I thought it was interesting that Barry in today’s press conference indicated one of the most important positions to him is slot corner. Barry talked like you can’t have enough of them, in part, because boundary corners may not convert as well to slot, but slot corners for the most part can play both positions. Maybe the Packers would draft Samuel in the first round?
I always thought Hayward was a very good corner when the ball was in the air. Hayward was good at making adjustments to the ball while it was in flight, and when turning his head. I think Jackson was good when he faced the ball in college, but Jackson needed to see the ball before it was thrown. Jackson loses the ball in flight and then gets grabby, or just gets beat.
Hayward also had great change of direction speed and agility. Jackson not so much. The one oddity of the bunch was King. King probably had some of the best change of direction drills at the combine. For his height they were way up there. It shows us that training really hard and mastering those combine drills is not the same as mastering your position in the game of football.
I don’t pay a lot of attention to college prospects, but when the Seahawks passed on drafting King I felt they must have known King had problems as a corner. That year the Seahawks needed a corner bad and King went to college close by the Seahawks facility. The Seahawks knew King was not a corner, but probably a safety, as King was his first two college years. The Seahawks did not need a safety.
There is a danger zone concerning players who get a lot of hype at the combine.
They may be the flavor of the day, running a fast 40, high vertical, or a quick 3 cone.
So you raise your grade on him and he moves up your draft board.
The problem is, you bumped his grade on athleticism and hype.
Not on a dressed NFL player on his playing merits.
I believe the same thing happened with Gary from what i’ve read.
This can lead to the false perception that you “outsmarted” the other GM’s. Or that you got a “value” pick based on where you had him graded compared to other teams.
The other way you can “outsmart” the other GM’s is by drafting a player out of position, then converting him.

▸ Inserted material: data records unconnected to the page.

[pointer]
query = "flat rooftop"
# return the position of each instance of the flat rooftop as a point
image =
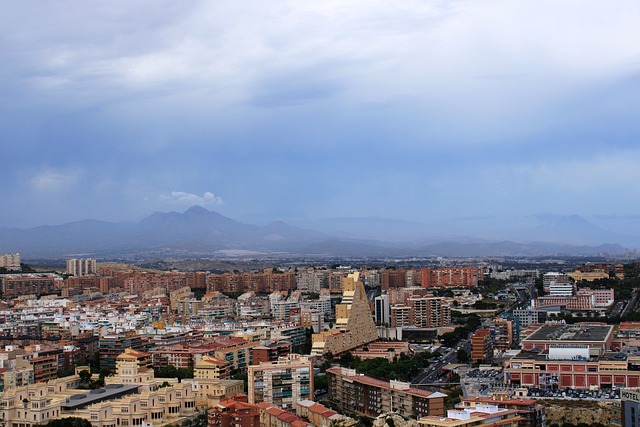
(112, 391)
(571, 333)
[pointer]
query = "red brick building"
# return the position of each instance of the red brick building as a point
(234, 412)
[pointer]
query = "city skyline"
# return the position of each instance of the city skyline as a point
(263, 111)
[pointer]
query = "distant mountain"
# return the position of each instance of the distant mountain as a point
(198, 232)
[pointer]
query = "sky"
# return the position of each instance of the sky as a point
(297, 110)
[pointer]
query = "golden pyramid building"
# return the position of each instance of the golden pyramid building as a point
(354, 322)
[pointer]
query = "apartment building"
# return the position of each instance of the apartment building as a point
(353, 392)
(234, 412)
(81, 266)
(15, 285)
(479, 415)
(451, 277)
(352, 331)
(429, 312)
(10, 261)
(283, 382)
(481, 346)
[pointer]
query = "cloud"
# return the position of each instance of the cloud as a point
(50, 180)
(190, 199)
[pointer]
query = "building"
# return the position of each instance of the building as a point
(572, 366)
(630, 407)
(353, 392)
(529, 316)
(532, 413)
(132, 397)
(283, 382)
(271, 351)
(382, 310)
(553, 277)
(111, 346)
(429, 312)
(211, 368)
(234, 412)
(400, 315)
(597, 337)
(81, 266)
(272, 416)
(358, 328)
(562, 289)
(453, 277)
(393, 279)
(10, 261)
(481, 346)
(15, 285)
(319, 415)
(478, 415)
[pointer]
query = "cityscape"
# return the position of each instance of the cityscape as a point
(437, 342)
(279, 213)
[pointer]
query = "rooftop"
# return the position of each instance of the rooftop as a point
(577, 332)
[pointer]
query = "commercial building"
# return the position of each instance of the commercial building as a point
(478, 415)
(597, 337)
(630, 407)
(355, 325)
(573, 366)
(353, 392)
(532, 413)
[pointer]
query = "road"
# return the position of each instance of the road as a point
(433, 376)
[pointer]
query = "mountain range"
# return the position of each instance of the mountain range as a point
(198, 232)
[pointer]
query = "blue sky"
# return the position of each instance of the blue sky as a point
(289, 110)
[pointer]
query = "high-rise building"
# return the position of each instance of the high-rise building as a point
(382, 310)
(283, 382)
(481, 346)
(355, 325)
(10, 261)
(81, 266)
(429, 312)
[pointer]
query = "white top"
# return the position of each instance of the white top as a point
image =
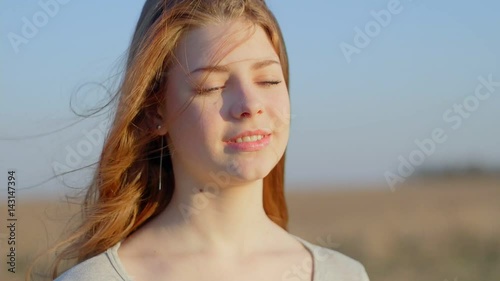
(328, 265)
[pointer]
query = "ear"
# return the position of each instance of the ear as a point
(155, 118)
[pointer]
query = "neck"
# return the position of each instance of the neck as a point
(229, 219)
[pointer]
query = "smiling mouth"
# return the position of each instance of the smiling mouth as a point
(253, 138)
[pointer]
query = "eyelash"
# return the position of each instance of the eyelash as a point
(211, 90)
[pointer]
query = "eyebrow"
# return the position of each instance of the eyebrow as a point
(225, 69)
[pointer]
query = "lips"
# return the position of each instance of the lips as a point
(249, 134)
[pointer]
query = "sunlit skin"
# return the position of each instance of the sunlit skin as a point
(227, 233)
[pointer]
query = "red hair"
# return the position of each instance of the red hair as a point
(124, 191)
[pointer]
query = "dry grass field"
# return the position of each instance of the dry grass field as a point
(425, 230)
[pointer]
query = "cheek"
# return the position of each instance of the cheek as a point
(280, 112)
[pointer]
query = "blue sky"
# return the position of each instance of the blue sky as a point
(353, 118)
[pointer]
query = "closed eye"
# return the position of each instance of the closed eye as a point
(269, 83)
(204, 91)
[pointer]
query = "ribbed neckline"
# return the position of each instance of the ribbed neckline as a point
(112, 254)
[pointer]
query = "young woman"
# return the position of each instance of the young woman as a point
(189, 185)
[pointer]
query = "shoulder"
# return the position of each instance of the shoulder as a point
(97, 268)
(332, 265)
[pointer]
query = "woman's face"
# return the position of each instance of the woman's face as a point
(245, 92)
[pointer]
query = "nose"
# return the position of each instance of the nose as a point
(247, 103)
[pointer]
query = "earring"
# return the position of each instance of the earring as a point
(161, 158)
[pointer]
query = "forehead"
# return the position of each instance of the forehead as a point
(224, 43)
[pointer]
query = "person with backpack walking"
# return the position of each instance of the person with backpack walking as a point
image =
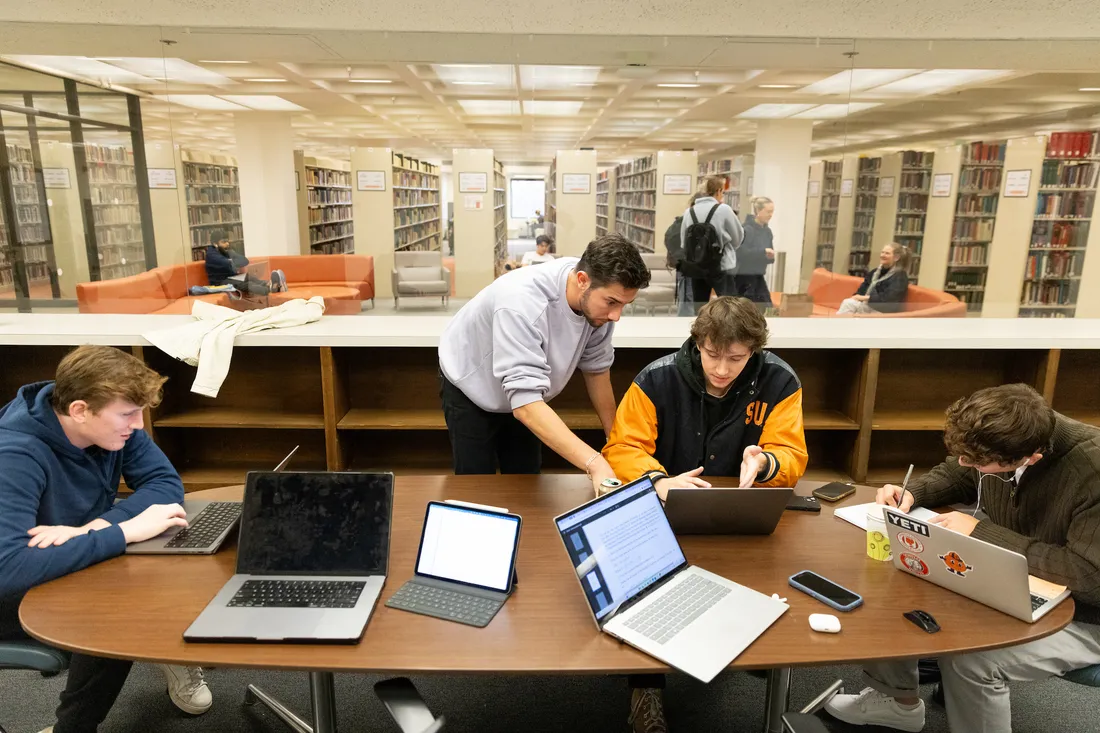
(710, 236)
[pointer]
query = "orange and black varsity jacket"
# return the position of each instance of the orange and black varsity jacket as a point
(661, 426)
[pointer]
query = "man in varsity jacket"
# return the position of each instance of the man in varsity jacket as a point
(719, 406)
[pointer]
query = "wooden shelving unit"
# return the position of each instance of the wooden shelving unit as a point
(975, 218)
(862, 229)
(116, 214)
(418, 223)
(31, 232)
(912, 209)
(829, 208)
(1063, 222)
(869, 413)
(213, 201)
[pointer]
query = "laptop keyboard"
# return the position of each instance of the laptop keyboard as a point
(667, 616)
(207, 526)
(444, 603)
(297, 594)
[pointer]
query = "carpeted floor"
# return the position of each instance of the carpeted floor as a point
(734, 702)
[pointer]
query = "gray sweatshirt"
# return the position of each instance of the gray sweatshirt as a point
(729, 229)
(518, 341)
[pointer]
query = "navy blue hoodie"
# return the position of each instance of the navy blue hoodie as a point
(46, 480)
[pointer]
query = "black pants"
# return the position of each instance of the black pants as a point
(482, 441)
(92, 686)
(754, 287)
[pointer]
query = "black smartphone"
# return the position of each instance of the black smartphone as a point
(834, 491)
(803, 504)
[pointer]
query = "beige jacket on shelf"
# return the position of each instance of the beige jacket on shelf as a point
(208, 341)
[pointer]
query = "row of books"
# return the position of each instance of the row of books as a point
(328, 196)
(1054, 264)
(1048, 293)
(1073, 205)
(966, 254)
(972, 229)
(1070, 174)
(1074, 144)
(1056, 234)
(985, 152)
(410, 179)
(330, 231)
(327, 177)
(639, 200)
(329, 214)
(202, 238)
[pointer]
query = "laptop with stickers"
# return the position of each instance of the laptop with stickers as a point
(983, 572)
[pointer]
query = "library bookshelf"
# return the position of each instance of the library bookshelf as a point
(980, 176)
(212, 195)
(869, 412)
(1059, 236)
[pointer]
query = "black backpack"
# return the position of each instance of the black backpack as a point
(702, 248)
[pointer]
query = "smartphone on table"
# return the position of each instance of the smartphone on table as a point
(825, 590)
(834, 491)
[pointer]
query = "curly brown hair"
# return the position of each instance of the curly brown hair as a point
(727, 320)
(99, 375)
(999, 425)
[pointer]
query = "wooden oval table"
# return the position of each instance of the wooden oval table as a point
(546, 626)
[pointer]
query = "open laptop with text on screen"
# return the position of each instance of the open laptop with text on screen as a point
(641, 590)
(311, 560)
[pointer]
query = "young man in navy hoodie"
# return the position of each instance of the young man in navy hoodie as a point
(64, 446)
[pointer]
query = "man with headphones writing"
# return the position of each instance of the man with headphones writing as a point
(1036, 474)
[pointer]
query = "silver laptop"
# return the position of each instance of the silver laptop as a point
(641, 590)
(725, 511)
(209, 524)
(981, 571)
(310, 561)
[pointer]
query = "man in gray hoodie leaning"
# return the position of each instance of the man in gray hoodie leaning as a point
(516, 345)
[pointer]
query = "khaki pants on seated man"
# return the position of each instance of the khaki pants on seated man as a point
(976, 686)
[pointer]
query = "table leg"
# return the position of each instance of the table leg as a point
(777, 700)
(322, 695)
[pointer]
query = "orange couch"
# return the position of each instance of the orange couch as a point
(163, 291)
(828, 288)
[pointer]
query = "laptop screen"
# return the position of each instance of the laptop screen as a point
(316, 523)
(469, 546)
(620, 545)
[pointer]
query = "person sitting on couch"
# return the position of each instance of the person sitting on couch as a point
(224, 266)
(883, 288)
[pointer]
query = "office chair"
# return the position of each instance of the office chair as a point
(34, 656)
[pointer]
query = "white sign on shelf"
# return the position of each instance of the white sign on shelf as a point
(575, 183)
(1016, 184)
(56, 178)
(162, 177)
(473, 183)
(371, 179)
(675, 183)
(942, 185)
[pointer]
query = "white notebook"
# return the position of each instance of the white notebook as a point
(857, 514)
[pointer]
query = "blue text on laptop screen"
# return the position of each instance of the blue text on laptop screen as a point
(316, 524)
(630, 539)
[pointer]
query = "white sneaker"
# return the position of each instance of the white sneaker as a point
(873, 708)
(187, 688)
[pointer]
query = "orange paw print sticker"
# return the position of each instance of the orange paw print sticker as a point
(956, 564)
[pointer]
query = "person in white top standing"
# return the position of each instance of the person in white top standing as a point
(515, 347)
(541, 253)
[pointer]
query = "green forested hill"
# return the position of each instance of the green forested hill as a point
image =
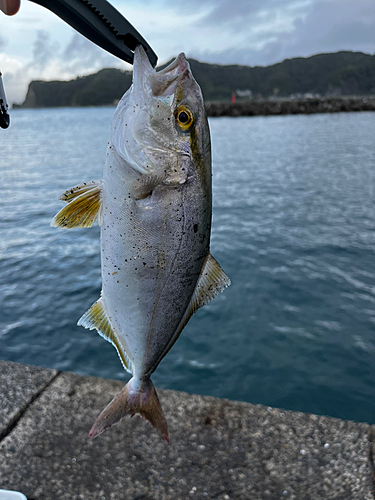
(341, 73)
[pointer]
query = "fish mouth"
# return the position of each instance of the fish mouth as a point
(163, 83)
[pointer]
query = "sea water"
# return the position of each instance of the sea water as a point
(293, 227)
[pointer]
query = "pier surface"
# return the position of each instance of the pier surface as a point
(219, 449)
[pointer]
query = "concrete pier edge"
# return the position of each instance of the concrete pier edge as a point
(219, 449)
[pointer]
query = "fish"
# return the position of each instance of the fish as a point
(154, 209)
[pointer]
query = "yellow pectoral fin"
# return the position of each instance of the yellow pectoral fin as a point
(83, 208)
(96, 318)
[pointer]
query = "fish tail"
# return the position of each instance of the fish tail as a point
(136, 397)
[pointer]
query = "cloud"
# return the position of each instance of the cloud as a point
(298, 29)
(249, 32)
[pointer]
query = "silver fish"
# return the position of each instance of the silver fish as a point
(154, 210)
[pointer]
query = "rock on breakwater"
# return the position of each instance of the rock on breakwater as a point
(291, 106)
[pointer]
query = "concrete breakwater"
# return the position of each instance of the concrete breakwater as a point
(219, 449)
(288, 106)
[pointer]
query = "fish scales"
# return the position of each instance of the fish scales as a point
(154, 210)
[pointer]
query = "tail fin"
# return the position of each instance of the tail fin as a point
(142, 400)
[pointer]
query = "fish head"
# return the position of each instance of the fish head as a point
(161, 121)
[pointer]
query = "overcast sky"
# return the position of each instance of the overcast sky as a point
(36, 44)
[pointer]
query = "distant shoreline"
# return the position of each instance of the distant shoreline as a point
(267, 107)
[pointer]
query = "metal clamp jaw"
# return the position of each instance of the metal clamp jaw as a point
(4, 116)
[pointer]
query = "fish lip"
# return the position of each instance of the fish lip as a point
(180, 64)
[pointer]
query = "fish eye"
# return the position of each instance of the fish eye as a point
(184, 118)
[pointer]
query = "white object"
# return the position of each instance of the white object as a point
(11, 495)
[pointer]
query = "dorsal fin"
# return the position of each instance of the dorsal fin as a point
(97, 318)
(83, 208)
(212, 280)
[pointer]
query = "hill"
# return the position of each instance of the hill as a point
(341, 73)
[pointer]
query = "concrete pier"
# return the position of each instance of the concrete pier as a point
(219, 449)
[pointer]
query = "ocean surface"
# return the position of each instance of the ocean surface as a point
(293, 227)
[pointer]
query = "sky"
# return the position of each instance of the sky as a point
(36, 44)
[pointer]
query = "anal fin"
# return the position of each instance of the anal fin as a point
(96, 318)
(83, 208)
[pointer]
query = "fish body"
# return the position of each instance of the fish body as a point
(154, 210)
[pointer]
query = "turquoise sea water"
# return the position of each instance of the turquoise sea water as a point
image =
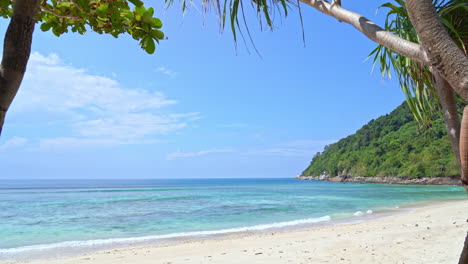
(40, 215)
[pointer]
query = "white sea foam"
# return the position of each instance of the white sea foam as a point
(110, 241)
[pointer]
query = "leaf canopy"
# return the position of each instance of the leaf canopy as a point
(114, 17)
(416, 79)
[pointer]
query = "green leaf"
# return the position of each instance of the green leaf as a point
(45, 26)
(157, 23)
(149, 47)
(157, 34)
(140, 10)
(137, 3)
(147, 18)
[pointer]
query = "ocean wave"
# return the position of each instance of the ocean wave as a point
(110, 241)
(359, 213)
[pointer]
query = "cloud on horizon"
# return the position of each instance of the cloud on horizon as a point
(182, 155)
(14, 142)
(91, 109)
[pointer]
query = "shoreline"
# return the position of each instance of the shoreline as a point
(327, 237)
(452, 180)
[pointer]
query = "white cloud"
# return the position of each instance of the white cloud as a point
(166, 71)
(180, 155)
(13, 142)
(94, 109)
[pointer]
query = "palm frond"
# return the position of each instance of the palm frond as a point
(416, 80)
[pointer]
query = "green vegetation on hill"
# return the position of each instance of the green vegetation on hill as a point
(391, 145)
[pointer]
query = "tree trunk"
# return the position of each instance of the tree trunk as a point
(371, 30)
(443, 54)
(464, 147)
(449, 109)
(16, 51)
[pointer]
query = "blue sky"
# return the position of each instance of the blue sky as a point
(97, 107)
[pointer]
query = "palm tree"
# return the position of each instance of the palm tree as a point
(423, 42)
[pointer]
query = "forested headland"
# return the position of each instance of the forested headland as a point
(391, 145)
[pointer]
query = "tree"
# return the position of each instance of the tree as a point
(113, 17)
(436, 50)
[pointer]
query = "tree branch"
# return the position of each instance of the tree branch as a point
(371, 30)
(45, 9)
(443, 54)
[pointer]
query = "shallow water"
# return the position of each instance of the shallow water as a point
(48, 214)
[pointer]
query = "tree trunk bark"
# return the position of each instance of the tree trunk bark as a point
(16, 51)
(464, 148)
(371, 30)
(443, 54)
(449, 109)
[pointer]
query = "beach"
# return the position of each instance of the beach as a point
(428, 234)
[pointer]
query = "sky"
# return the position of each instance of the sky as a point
(94, 106)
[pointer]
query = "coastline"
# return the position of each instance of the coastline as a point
(452, 180)
(427, 234)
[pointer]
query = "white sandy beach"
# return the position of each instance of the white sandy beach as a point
(432, 234)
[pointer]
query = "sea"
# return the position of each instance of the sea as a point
(44, 218)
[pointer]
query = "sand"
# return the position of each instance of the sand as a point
(430, 234)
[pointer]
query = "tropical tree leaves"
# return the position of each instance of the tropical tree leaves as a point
(231, 13)
(114, 17)
(416, 79)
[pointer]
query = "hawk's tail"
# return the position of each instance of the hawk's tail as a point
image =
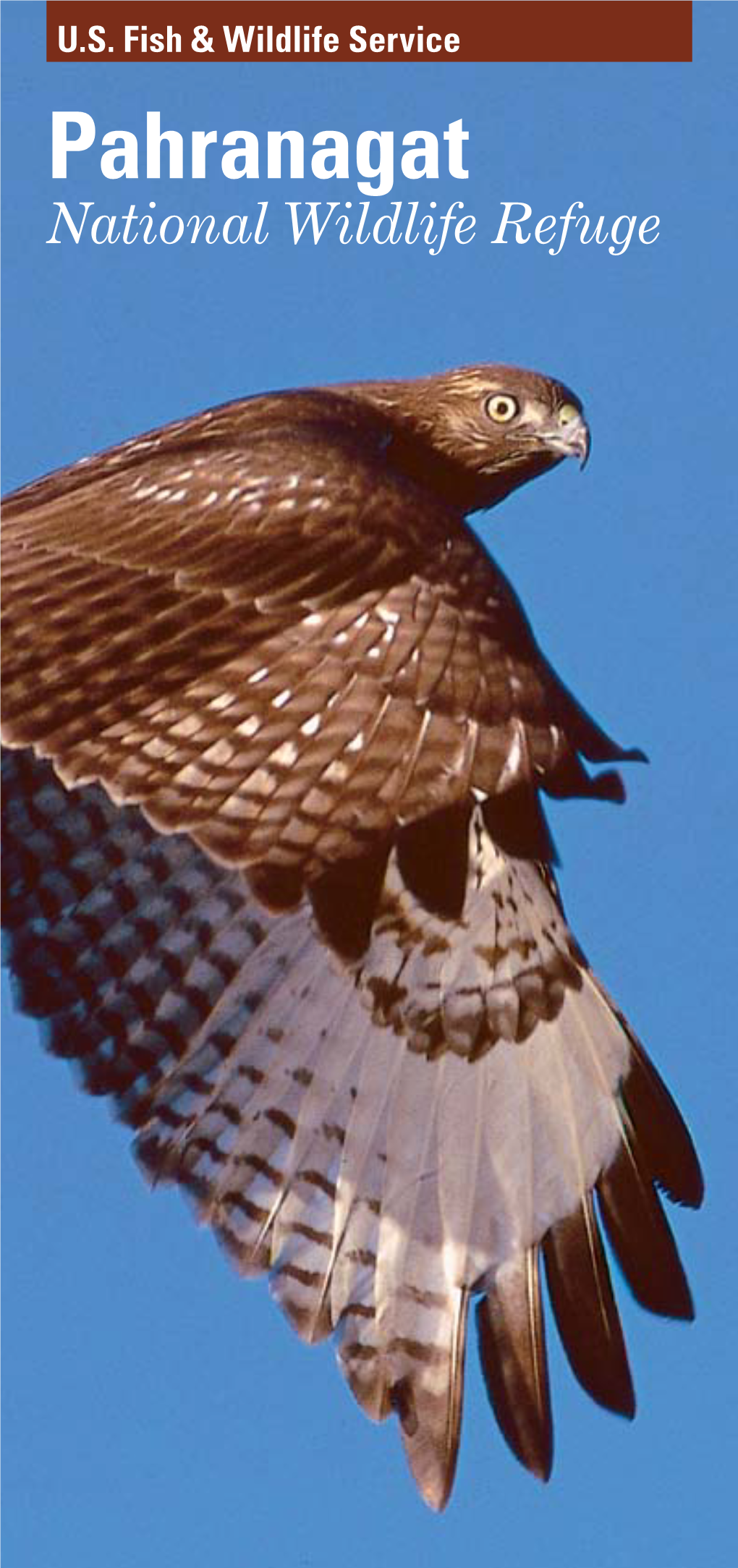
(386, 1137)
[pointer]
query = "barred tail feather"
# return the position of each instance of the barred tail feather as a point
(384, 1130)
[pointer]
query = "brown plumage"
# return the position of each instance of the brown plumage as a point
(278, 877)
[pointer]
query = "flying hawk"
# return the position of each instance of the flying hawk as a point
(279, 880)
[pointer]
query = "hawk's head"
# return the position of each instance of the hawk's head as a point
(493, 427)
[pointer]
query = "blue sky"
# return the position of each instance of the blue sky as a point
(156, 1409)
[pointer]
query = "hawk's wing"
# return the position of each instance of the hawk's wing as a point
(345, 697)
(282, 648)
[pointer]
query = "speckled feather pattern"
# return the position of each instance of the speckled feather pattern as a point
(276, 878)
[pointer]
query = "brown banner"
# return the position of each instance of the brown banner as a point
(369, 30)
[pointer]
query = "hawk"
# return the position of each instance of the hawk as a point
(279, 880)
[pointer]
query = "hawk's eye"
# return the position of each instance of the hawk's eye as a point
(502, 408)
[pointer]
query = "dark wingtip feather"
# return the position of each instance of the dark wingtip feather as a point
(516, 822)
(345, 902)
(660, 1131)
(433, 858)
(641, 1237)
(585, 1310)
(512, 1339)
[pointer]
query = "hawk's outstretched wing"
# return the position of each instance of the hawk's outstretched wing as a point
(278, 877)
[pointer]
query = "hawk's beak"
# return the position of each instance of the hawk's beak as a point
(569, 436)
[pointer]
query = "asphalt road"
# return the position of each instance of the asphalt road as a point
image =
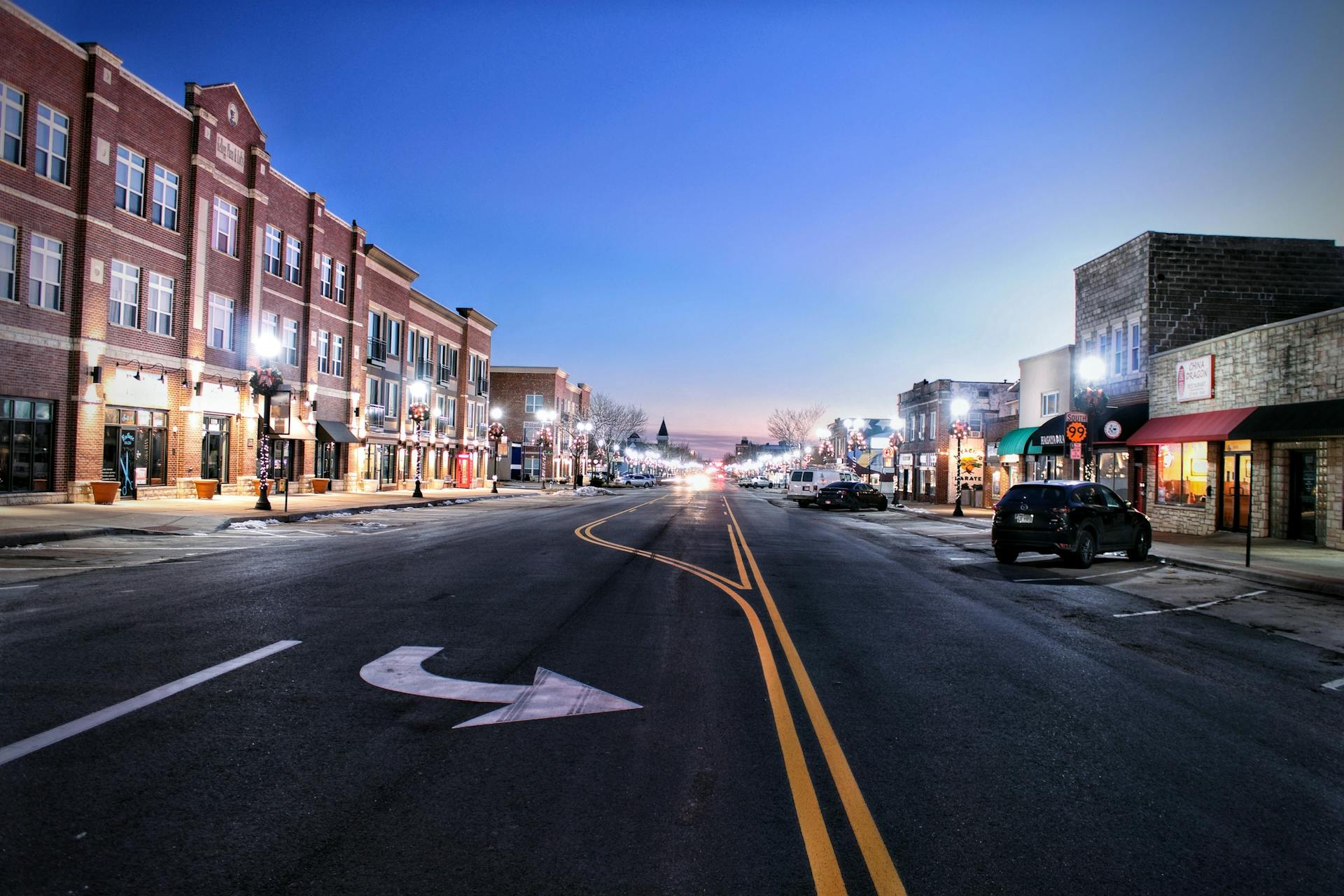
(827, 703)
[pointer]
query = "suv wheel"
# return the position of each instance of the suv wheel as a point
(1142, 542)
(1086, 551)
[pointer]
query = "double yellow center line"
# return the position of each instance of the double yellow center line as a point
(822, 858)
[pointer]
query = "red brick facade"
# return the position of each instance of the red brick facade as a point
(197, 282)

I think most of us Packer fans seen those scenario’s brought out the last decade. nd their success rate.
There is nothing wrong with trusting your grades on your draft board.
But……make damn sure you didn’t outsmart yourself in the process.
Case in point……Rob Goldberg
King was one of the top risers in the draft process after being overshadowed through much of his college career by All-American teammates Sidney Jones and Budda Baker. However, his combination of size and athleticism could make him the best NFL prospect of the bunch.
The 6’3″, 200-pound corner turned heads at the scouting combine in Indianapolis with a 40-yard-dash time of 4.43 seconds. He put his foot speed on display by leading all players at his position in the three-cone drill (6.56) and both shuttle runs. His 39.5-inch vertical jump ranked second in his group.
NFL Field: Jane
All the 2021 NFL prospect position rankings are going to change as the next couple of months pass. PFF has a more current top 10 for cornerbacks:
The biggest difference is Greg Newsom being at #5, and the other UCF corner, Gowan being at #6. I don’t think either of those two corners showed up in Paul’s very informative article.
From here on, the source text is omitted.